Rapid calculation methods

The following two formulas can represent a running (continuous) standard deviation. A set of three power sums s0, s1, s2 are each computed over a set of N values of x, denoted as x1, ..., xN:

$$\ s_j=\sum_{k=1}^N{x_k^j}.$$

Note that s0 raises x to the zero power, and since x0 is always 1, s0 evaluates to N.

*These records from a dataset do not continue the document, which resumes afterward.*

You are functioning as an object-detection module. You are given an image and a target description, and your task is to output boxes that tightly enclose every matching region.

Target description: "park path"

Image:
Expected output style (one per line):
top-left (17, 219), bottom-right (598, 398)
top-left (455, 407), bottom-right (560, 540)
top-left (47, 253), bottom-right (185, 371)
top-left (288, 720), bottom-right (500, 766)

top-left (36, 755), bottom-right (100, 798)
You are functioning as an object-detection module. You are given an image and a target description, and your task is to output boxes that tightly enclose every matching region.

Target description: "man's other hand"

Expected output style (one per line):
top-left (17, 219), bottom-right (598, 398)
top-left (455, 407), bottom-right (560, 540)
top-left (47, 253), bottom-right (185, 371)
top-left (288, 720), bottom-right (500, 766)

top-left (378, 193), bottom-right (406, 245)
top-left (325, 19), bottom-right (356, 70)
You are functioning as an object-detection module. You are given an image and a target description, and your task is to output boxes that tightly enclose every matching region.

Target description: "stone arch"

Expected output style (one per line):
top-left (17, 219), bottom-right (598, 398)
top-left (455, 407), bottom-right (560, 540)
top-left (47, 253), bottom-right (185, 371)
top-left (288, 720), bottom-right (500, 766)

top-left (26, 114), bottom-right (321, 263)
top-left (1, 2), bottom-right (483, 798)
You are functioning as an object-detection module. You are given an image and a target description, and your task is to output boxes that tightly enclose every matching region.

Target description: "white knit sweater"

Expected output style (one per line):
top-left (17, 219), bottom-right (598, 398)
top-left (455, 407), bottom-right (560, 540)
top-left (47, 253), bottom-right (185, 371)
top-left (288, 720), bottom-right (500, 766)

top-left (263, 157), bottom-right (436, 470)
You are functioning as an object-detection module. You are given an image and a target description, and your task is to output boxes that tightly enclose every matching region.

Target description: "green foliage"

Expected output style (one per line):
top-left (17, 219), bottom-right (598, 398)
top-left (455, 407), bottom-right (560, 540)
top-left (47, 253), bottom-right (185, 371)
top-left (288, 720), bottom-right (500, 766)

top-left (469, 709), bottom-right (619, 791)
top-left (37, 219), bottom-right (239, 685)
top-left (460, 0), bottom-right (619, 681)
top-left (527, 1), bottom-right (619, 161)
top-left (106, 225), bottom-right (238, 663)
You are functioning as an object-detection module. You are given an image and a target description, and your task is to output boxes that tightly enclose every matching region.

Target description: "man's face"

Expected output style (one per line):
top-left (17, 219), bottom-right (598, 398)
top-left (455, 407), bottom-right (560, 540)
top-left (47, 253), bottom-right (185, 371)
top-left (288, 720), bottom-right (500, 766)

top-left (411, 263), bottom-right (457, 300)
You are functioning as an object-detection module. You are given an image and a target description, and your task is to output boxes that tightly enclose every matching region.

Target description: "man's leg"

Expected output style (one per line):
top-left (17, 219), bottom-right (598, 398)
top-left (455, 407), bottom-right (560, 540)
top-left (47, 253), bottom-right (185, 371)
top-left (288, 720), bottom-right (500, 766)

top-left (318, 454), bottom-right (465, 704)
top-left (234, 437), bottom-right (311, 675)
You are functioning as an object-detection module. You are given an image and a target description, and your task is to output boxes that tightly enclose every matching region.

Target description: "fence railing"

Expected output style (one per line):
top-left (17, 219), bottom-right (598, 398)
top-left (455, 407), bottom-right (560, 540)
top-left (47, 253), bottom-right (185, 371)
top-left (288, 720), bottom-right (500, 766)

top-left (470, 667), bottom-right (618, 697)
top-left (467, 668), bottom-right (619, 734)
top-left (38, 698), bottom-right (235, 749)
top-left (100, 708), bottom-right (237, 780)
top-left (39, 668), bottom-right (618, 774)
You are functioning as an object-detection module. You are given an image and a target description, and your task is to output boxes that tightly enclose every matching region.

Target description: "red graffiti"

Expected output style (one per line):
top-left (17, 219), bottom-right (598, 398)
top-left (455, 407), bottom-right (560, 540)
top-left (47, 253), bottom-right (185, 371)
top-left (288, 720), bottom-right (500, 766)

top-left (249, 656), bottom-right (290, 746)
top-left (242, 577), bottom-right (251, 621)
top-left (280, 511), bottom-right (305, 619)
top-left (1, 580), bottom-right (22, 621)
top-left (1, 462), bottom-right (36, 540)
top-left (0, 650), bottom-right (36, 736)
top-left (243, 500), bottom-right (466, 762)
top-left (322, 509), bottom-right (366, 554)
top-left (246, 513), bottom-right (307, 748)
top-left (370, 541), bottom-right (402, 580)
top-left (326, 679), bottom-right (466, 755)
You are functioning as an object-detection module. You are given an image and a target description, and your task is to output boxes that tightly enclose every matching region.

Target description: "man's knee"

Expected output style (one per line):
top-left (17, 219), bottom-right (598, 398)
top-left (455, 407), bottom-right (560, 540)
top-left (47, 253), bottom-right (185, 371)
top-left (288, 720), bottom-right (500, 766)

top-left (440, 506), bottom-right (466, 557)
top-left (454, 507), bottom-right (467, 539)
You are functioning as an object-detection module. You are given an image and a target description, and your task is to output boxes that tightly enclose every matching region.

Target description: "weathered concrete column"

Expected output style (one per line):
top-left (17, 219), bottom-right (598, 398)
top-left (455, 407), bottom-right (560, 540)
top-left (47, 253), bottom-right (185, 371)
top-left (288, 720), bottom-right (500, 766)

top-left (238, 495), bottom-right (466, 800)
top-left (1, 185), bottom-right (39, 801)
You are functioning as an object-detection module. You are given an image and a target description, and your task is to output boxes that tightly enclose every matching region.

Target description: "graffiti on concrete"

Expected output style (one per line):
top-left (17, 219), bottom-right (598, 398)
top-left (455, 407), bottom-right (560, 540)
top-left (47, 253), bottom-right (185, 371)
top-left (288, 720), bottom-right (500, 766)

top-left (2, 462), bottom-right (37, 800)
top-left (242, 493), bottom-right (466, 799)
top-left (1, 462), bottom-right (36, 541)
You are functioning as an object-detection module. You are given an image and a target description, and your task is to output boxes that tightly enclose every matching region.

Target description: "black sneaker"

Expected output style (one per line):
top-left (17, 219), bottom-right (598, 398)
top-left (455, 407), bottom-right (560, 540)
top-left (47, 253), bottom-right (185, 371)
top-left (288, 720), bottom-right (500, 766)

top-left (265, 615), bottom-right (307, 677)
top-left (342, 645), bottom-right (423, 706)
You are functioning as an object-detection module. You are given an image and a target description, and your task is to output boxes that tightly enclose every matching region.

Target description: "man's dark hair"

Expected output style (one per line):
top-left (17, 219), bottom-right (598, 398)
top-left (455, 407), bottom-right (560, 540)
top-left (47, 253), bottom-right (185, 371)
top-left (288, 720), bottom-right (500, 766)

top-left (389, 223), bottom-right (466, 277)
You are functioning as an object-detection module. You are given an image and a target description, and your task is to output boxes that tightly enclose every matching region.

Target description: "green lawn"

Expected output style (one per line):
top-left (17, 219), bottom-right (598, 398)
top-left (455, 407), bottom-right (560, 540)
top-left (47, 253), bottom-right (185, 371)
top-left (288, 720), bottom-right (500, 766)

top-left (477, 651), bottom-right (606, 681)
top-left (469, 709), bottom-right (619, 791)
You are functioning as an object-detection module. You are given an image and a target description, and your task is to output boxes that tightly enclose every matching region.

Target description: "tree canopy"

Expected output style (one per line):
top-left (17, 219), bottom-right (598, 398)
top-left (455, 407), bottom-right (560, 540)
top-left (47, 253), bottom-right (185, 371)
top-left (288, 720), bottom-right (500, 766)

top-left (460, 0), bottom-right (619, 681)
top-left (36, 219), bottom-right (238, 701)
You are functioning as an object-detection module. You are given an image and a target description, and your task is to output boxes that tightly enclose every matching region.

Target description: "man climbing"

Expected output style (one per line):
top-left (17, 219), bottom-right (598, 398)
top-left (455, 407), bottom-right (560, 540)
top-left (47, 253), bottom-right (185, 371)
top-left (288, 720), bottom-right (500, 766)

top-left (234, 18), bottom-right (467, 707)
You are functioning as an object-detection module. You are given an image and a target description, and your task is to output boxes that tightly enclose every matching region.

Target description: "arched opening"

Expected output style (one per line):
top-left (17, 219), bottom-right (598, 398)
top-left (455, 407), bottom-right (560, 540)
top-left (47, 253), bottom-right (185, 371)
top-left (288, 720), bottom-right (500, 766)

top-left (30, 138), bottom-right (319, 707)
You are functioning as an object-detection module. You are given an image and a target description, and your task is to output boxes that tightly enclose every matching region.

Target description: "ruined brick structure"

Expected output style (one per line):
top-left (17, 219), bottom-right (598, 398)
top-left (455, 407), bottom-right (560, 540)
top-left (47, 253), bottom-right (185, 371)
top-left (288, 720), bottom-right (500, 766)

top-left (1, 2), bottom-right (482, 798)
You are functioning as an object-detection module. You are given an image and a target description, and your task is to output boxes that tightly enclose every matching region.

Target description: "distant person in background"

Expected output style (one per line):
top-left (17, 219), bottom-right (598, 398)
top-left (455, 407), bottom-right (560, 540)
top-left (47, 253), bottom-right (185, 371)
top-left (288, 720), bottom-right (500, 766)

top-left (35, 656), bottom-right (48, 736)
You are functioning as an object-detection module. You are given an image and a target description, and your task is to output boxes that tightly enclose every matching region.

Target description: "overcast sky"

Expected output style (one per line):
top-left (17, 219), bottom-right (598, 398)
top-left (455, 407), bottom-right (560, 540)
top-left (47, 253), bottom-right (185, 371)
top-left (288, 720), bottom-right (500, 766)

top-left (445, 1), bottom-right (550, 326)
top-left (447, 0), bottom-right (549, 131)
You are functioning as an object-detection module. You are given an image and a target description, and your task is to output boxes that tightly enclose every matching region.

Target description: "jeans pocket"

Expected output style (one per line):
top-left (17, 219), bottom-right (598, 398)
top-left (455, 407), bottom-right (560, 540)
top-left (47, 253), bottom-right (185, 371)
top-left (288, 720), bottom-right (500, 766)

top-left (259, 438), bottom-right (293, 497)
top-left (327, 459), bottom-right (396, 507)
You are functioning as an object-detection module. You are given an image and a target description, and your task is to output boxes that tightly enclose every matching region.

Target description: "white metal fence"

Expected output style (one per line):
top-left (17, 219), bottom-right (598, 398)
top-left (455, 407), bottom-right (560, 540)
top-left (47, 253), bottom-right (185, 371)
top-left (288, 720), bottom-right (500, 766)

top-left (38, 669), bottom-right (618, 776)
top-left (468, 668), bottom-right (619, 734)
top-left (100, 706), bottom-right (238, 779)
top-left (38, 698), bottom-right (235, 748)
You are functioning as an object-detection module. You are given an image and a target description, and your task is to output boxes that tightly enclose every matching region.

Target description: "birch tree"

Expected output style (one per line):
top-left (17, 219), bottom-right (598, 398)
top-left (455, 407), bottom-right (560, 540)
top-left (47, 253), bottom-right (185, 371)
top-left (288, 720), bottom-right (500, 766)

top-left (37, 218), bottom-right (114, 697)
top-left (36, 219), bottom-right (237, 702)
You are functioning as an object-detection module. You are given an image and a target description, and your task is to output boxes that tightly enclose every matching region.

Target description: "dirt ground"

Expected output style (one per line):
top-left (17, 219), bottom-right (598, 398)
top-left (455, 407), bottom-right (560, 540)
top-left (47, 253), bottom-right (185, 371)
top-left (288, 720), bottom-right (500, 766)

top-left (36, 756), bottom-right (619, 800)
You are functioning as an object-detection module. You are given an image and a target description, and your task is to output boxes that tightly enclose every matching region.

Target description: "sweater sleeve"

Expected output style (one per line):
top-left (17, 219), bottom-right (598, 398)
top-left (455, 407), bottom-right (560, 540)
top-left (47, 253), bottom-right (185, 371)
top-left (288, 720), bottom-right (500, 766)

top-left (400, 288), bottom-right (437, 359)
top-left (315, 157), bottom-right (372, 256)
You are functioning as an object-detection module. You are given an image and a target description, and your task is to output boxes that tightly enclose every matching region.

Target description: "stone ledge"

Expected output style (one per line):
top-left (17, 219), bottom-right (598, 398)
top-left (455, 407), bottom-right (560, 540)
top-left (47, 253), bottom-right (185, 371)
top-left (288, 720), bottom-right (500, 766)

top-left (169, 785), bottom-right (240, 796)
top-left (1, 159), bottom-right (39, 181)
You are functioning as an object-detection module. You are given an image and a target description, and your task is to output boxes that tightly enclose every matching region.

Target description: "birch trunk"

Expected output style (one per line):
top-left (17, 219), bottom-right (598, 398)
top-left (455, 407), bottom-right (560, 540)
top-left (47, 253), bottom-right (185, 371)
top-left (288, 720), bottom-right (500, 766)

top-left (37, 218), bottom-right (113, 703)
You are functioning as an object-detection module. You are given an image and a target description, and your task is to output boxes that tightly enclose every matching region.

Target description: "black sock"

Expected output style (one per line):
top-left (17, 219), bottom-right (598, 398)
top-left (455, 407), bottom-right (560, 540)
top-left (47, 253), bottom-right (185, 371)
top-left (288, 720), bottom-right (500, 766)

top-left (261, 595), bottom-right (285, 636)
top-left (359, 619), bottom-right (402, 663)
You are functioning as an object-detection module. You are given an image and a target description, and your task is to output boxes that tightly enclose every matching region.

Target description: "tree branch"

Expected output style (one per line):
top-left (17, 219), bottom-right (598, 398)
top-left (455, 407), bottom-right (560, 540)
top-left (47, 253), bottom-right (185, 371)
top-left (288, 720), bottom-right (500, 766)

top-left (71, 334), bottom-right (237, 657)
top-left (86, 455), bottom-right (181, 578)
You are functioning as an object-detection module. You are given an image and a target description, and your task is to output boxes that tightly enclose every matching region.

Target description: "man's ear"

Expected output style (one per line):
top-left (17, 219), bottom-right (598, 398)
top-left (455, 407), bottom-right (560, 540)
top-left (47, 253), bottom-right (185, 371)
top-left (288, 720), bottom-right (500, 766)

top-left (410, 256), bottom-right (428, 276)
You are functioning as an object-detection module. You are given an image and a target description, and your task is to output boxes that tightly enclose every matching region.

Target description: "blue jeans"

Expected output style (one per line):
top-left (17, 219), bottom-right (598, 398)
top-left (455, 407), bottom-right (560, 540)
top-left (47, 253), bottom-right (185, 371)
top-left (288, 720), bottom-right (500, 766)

Given the results of these three running summations, the values s0, s1, s2 can be used at any time to compute the current value of the running standard deviation:

$$\sigma = \frac{\sqrt{s_0s_2-s_1^2} }{s_0}$$

Similarly for sample standard deviation,

$$s = \sqrt{\frac{s_0s_2-s_1^2}{s_0(s_0-1)}}.$$

In a computer implementation, as the three sj sums become large, we need to consider round-off error, arithmetic overflow, and arithmetic underflow. The method below calculates the running sums method with reduced rounding errors.[6] This is a "one pass" algorithm for calculating variance of n samples without the need to store prior data during the calculation. Applying this method to a time series will result in successive values of standard deviation corresponding to n data points as n grows larger with each new sample, rather than a constant-width sliding window calculation.

For k = 0 ... n:

\begin{align} A_0 &= 0\\ A_k &= A_{k-1}+\frac{x_k-A_{k-1}}{k} \end{align}

where A is the mean value.

\begin{align} Q_0 &= 0\\ Q_k &= Q_{k-1}+\frac{k-1}{k} (x_k-A_{k-1})^2 = Q_{k-1}+ (x_k-A_{k-1})(x_k-A_k) \end{align}

Sample variance:

$$s^2_n=\frac{Q_n}{n-1}$$

Standard variance:

$$\sigma^2_n=\frac{Q_n}{n}$$

Weighted calculation

When the values xi are weighted with unequal weights wi, the power sums s0, s1, s2 are each computed as:

$$\ s_j=\sum_{k=1}^N{w_k x_k^j}.\,$$

And the standard deviation equations remain unchanged. Note that s0 is now the sum of the weights and not the number of samples N.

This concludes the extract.